Katrina Forrester
From Wikipedia, the free encyclopedia
Lisa Appignanesi (mother)
Josh Appignanesi (brother)
Katrina Forrester | |
|---|---|
| Born | 1986 (age 38–39) UK |
| Spouse |
Jamie Robert Martin (m. 2019) |
| Relatives | John P. Forrester (father) Lisa Appignanesi (mother) Josh Appignanesi (brother) |
| Awards | Merle Curti Award |
| Academic background | |
| Education | MA, PhD, 2013, University of Cambridge |
| Thesis | Liberalism and realism in American political thought 1950-1990. (2013) |
| Academic work | |
| Institutions | Harvard University Queen Mary University of London |
Katrina Max Forrester (born 1986) is a British political theorist and historian, and the John L. Loeb Associate Professor of the Social Sciences at Harvard University.[1] Her research interests are in the history of liberalism and the left in the postwar US and Britain; Marxism, feminism, and psychoanalysis; climate politics; and theories of work and capitalism.

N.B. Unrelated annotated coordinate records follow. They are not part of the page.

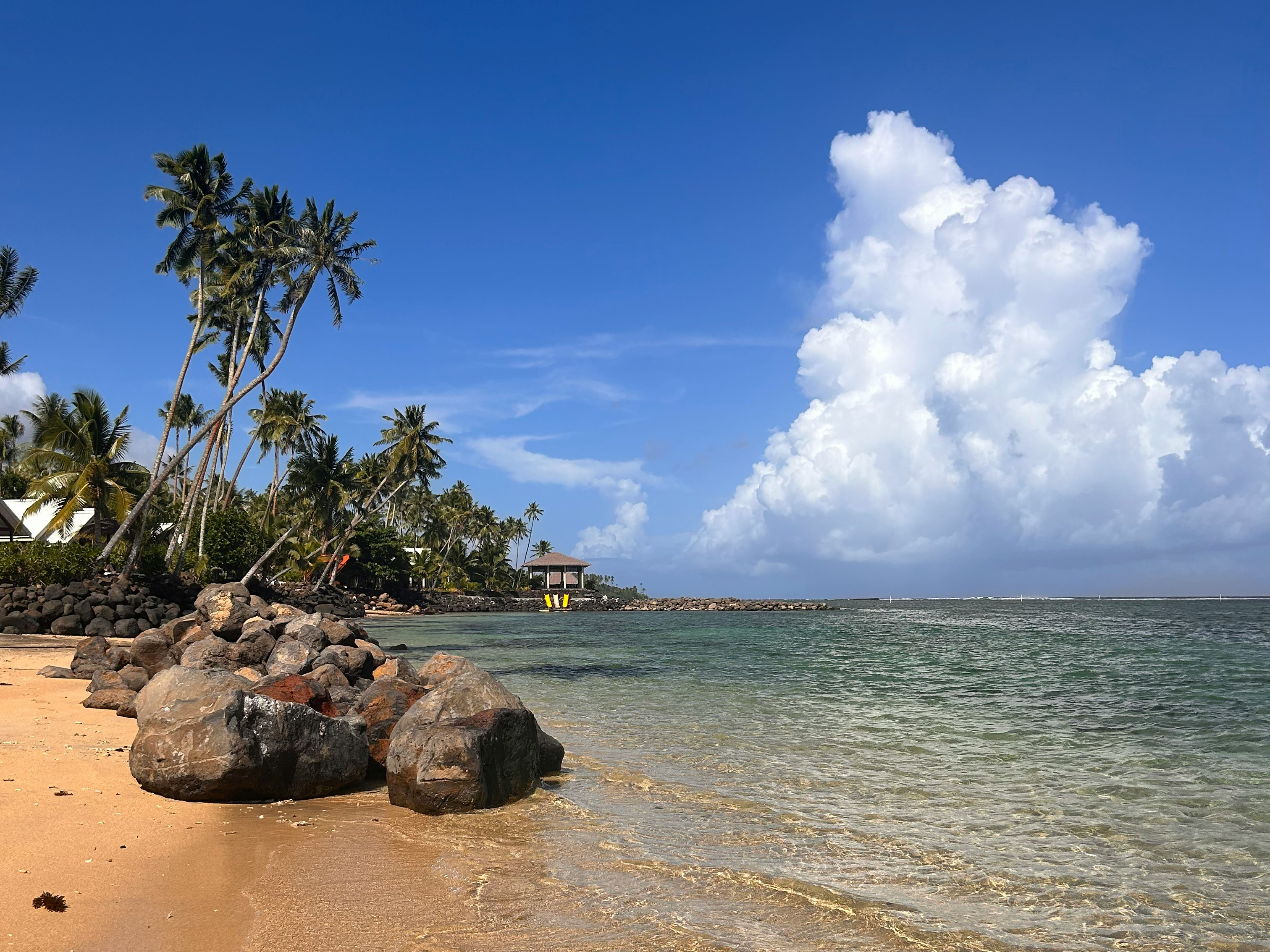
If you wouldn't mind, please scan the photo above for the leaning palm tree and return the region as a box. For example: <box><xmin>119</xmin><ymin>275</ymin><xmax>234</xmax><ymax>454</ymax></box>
<box><xmin>0</xmin><ymin>340</ymin><xmax>27</xmax><ymax>377</ymax></box>
<box><xmin>0</xmin><ymin>414</ymin><xmax>27</xmax><ymax>472</ymax></box>
<box><xmin>97</xmin><ymin>198</ymin><xmax>375</xmax><ymax>564</ymax></box>
<box><xmin>516</xmin><ymin>503</ymin><xmax>541</xmax><ymax>588</ymax></box>
<box><xmin>0</xmin><ymin>245</ymin><xmax>39</xmax><ymax>317</ymax></box>
<box><xmin>142</xmin><ymin>144</ymin><xmax>252</xmax><ymax>485</ymax></box>
<box><xmin>314</xmin><ymin>404</ymin><xmax>454</xmax><ymax>588</ymax></box>
<box><xmin>24</xmin><ymin>390</ymin><xmax>147</xmax><ymax>542</ymax></box>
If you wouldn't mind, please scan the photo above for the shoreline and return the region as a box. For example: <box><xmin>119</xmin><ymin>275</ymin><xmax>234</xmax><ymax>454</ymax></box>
<box><xmin>0</xmin><ymin>645</ymin><xmax>594</xmax><ymax>952</ymax></box>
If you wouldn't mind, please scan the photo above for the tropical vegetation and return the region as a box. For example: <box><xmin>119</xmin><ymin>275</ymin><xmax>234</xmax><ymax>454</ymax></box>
<box><xmin>0</xmin><ymin>145</ymin><xmax>635</xmax><ymax>591</ymax></box>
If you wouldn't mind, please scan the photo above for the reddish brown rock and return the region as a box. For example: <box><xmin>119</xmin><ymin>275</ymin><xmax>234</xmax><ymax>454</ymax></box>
<box><xmin>252</xmin><ymin>674</ymin><xmax>339</xmax><ymax>717</ymax></box>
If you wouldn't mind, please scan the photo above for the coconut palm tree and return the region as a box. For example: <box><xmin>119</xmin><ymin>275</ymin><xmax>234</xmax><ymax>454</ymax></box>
<box><xmin>314</xmin><ymin>404</ymin><xmax>454</xmax><ymax>588</ymax></box>
<box><xmin>142</xmin><ymin>144</ymin><xmax>252</xmax><ymax>479</ymax></box>
<box><xmin>98</xmin><ymin>198</ymin><xmax>375</xmax><ymax>564</ymax></box>
<box><xmin>24</xmin><ymin>390</ymin><xmax>146</xmax><ymax>542</ymax></box>
<box><xmin>0</xmin><ymin>414</ymin><xmax>27</xmax><ymax>472</ymax></box>
<box><xmin>0</xmin><ymin>340</ymin><xmax>27</xmax><ymax>377</ymax></box>
<box><xmin>0</xmin><ymin>245</ymin><xmax>39</xmax><ymax>317</ymax></box>
<box><xmin>516</xmin><ymin>503</ymin><xmax>541</xmax><ymax>588</ymax></box>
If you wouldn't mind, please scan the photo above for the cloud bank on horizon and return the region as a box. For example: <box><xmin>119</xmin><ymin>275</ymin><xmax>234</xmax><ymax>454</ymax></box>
<box><xmin>690</xmin><ymin>112</ymin><xmax>1270</xmax><ymax>573</ymax></box>
<box><xmin>466</xmin><ymin>437</ymin><xmax>653</xmax><ymax>559</ymax></box>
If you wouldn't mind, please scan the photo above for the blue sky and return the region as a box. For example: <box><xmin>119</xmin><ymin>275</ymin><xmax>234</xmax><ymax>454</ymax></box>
<box><xmin>0</xmin><ymin>3</ymin><xmax>1270</xmax><ymax>595</ymax></box>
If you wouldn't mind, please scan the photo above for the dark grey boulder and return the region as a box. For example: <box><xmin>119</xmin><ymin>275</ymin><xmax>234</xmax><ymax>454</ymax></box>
<box><xmin>71</xmin><ymin>636</ymin><xmax>112</xmax><ymax>678</ymax></box>
<box><xmin>328</xmin><ymin>685</ymin><xmax>370</xmax><ymax>729</ymax></box>
<box><xmin>318</xmin><ymin>618</ymin><xmax>357</xmax><ymax>647</ymax></box>
<box><xmin>194</xmin><ymin>581</ymin><xmax>255</xmax><ymax>641</ymax></box>
<box><xmin>180</xmin><ymin>635</ymin><xmax>241</xmax><ymax>672</ymax></box>
<box><xmin>131</xmin><ymin>632</ymin><xmax>176</xmax><ymax>678</ymax></box>
<box><xmin>0</xmin><ymin>612</ymin><xmax>39</xmax><ymax>635</ymax></box>
<box><xmin>538</xmin><ymin>727</ymin><xmax>564</xmax><ymax>777</ymax></box>
<box><xmin>314</xmin><ymin>645</ymin><xmax>375</xmax><ymax>682</ymax></box>
<box><xmin>88</xmin><ymin>669</ymin><xmax>126</xmax><ymax>692</ymax></box>
<box><xmin>81</xmin><ymin>688</ymin><xmax>137</xmax><ymax>711</ymax></box>
<box><xmin>128</xmin><ymin>668</ymin><xmax>368</xmax><ymax>802</ymax></box>
<box><xmin>114</xmin><ymin>618</ymin><xmax>141</xmax><ymax>638</ymax></box>
<box><xmin>265</xmin><ymin>640</ymin><xmax>318</xmax><ymax>675</ymax></box>
<box><xmin>36</xmin><ymin>664</ymin><xmax>88</xmax><ymax>680</ymax></box>
<box><xmin>387</xmin><ymin>701</ymin><xmax>538</xmax><ymax>815</ymax></box>
<box><xmin>48</xmin><ymin>615</ymin><xmax>84</xmax><ymax>635</ymax></box>
<box><xmin>84</xmin><ymin>618</ymin><xmax>114</xmax><ymax>638</ymax></box>
<box><xmin>305</xmin><ymin>664</ymin><xmax>348</xmax><ymax>690</ymax></box>
<box><xmin>118</xmin><ymin>664</ymin><xmax>150</xmax><ymax>690</ymax></box>
<box><xmin>352</xmin><ymin>678</ymin><xmax>423</xmax><ymax>766</ymax></box>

Forrester was born in 1986[2] to parents Lisa Appignanesi and John Forrester. Her mother is an author and her father was a professor in the department of history and philosophy of science at the University of Cambridge.[3]
Career
After completing her PhD at King's College, Cambridge, she held a research fellowship at St John's College, Cambridge.[4] Upon completing her fellowship, Forrester accepted a permanent lectureship at Queen Mary University of London until 2017 when she joined the faculty at Harvard University.[5] Forrester held a Kluge Fellowship at the Library of Congress from 2019 to 2020[6] and delivered the Quentin Skinner Lecture at Cambridge in 2023.[7]

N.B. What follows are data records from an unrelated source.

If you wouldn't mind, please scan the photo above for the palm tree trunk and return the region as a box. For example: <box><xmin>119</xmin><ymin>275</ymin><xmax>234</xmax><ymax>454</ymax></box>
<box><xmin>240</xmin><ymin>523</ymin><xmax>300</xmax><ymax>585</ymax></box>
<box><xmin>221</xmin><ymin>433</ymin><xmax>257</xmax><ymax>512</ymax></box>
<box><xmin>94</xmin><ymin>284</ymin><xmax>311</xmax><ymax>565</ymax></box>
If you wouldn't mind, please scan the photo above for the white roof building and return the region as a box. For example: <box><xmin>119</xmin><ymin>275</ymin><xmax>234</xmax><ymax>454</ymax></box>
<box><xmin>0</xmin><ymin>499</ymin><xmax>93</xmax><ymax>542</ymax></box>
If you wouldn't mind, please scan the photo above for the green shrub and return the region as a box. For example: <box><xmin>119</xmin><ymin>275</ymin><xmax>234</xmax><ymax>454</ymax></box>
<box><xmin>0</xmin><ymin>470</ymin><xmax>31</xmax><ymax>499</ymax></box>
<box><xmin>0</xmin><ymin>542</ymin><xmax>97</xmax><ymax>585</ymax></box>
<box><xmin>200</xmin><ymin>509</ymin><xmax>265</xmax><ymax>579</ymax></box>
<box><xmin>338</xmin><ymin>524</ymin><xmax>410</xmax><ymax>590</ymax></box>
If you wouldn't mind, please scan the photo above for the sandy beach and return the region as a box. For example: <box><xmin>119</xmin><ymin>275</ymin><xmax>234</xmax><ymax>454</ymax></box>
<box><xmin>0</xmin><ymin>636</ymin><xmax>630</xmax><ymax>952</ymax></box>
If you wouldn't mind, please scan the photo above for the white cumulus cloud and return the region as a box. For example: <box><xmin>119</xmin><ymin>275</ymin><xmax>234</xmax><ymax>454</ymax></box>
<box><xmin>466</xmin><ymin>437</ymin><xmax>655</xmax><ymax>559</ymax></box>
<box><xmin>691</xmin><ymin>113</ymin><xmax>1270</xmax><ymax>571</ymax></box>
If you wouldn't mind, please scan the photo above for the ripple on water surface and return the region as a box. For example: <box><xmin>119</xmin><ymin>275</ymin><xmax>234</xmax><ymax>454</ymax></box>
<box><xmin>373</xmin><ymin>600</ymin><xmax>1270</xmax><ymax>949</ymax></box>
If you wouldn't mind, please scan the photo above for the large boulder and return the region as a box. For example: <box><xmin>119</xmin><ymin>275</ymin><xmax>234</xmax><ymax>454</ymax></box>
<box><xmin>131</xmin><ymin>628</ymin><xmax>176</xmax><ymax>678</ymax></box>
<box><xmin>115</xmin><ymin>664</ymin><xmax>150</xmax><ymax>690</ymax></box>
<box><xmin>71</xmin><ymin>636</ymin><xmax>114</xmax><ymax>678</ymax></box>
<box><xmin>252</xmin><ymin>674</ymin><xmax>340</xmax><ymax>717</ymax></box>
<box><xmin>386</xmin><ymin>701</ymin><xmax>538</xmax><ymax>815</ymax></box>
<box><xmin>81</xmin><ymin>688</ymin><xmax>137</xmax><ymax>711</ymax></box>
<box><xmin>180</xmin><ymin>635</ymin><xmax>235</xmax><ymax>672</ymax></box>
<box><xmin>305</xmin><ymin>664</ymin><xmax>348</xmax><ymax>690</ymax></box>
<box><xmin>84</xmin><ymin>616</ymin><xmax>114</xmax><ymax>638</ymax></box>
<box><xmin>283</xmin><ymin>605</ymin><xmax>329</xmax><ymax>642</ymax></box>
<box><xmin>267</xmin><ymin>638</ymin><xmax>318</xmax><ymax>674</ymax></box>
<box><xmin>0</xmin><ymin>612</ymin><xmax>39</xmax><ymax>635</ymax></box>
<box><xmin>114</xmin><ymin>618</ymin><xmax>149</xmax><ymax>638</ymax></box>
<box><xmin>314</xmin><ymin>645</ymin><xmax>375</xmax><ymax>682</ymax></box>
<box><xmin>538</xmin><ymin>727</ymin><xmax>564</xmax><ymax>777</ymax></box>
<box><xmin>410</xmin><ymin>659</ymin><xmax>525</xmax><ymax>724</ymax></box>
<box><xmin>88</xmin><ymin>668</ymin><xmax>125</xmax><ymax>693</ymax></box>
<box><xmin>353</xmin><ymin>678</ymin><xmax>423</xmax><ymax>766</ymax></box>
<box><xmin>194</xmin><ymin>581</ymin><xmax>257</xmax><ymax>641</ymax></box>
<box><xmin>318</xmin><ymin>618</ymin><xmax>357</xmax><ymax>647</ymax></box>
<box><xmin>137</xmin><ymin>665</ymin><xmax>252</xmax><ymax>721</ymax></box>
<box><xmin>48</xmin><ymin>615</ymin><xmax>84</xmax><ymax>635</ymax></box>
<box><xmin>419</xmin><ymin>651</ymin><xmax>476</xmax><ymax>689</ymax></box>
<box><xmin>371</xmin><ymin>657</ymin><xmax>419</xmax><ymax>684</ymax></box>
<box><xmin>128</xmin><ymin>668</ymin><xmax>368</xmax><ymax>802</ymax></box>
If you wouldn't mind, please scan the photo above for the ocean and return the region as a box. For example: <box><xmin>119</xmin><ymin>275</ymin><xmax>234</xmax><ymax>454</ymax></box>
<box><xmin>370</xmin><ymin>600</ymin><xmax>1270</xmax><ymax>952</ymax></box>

Forrester's book In the Shadow of Justice: Postwar Liberalism and the Remaking of Political Philosophy received the Organization of American Historians' Merle Curti Award for Best Book in Intellectual History by the Organization of American Historians[8] the Society for US Intellectual History's Book Award,[9] the International Conference for the Study of Political Thought's David and Elaine Spitz Prize,[10] the Montreal Political Theory Manuscript Workshop Award, and was shortlisted for the Royal Historical Society's Gladstone Prize 2020.[11]

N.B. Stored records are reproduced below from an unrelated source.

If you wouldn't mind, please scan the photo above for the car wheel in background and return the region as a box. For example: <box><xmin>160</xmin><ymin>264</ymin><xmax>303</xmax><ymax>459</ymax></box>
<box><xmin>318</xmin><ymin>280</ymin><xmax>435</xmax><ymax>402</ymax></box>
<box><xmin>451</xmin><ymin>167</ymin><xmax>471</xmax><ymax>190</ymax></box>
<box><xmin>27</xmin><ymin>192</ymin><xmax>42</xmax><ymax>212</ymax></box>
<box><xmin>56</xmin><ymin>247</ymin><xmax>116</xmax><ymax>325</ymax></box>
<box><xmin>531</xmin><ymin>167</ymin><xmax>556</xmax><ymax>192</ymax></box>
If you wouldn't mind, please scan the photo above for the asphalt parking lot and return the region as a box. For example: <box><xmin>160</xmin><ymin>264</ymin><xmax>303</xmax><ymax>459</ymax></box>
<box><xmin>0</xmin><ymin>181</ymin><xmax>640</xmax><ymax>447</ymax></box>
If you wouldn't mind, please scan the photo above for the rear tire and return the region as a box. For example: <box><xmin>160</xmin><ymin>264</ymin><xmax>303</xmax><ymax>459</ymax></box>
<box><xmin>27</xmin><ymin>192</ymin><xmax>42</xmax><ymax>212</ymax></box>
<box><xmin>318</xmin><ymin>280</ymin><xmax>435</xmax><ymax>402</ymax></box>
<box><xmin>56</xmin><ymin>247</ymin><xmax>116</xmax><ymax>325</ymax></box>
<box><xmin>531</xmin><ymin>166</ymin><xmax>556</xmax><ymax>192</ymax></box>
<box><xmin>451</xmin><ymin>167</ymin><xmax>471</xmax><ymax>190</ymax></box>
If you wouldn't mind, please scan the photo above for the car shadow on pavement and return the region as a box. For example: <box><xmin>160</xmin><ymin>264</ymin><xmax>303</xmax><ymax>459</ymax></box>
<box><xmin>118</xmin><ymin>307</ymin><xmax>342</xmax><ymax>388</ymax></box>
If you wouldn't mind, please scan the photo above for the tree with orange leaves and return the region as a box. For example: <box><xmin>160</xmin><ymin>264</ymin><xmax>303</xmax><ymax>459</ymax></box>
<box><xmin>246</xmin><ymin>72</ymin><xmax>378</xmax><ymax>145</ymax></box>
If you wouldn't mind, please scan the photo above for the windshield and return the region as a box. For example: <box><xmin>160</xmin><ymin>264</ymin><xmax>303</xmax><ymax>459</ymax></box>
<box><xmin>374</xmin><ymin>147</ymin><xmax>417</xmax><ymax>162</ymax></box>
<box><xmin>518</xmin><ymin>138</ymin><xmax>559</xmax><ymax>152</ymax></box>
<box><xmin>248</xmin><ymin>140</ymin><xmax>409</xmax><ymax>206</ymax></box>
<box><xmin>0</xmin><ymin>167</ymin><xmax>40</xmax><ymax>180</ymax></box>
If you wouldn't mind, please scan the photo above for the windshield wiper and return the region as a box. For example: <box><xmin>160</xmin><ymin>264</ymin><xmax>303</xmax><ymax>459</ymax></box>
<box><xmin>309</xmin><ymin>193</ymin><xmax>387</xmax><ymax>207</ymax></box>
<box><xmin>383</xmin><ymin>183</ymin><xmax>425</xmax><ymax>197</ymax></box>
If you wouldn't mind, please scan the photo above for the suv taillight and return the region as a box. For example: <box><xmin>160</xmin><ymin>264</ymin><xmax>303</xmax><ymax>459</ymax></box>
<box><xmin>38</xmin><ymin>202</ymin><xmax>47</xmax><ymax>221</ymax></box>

Forrester has written on topics like pornography, sex work, surveillance, work, and capitalism for the London Review of Books, The New Yorker, Dissent, n+1, Jacobin, Harper's and The Guardian, amongst others. She is the co-editor of Nature, Action and the Future: Political Thought and the Environment with Sophie Smith,[12] and of a special section of Dissent with Moira Weigel.[13] Currently she is Consulting Editor of the Journal of the History of Ideas.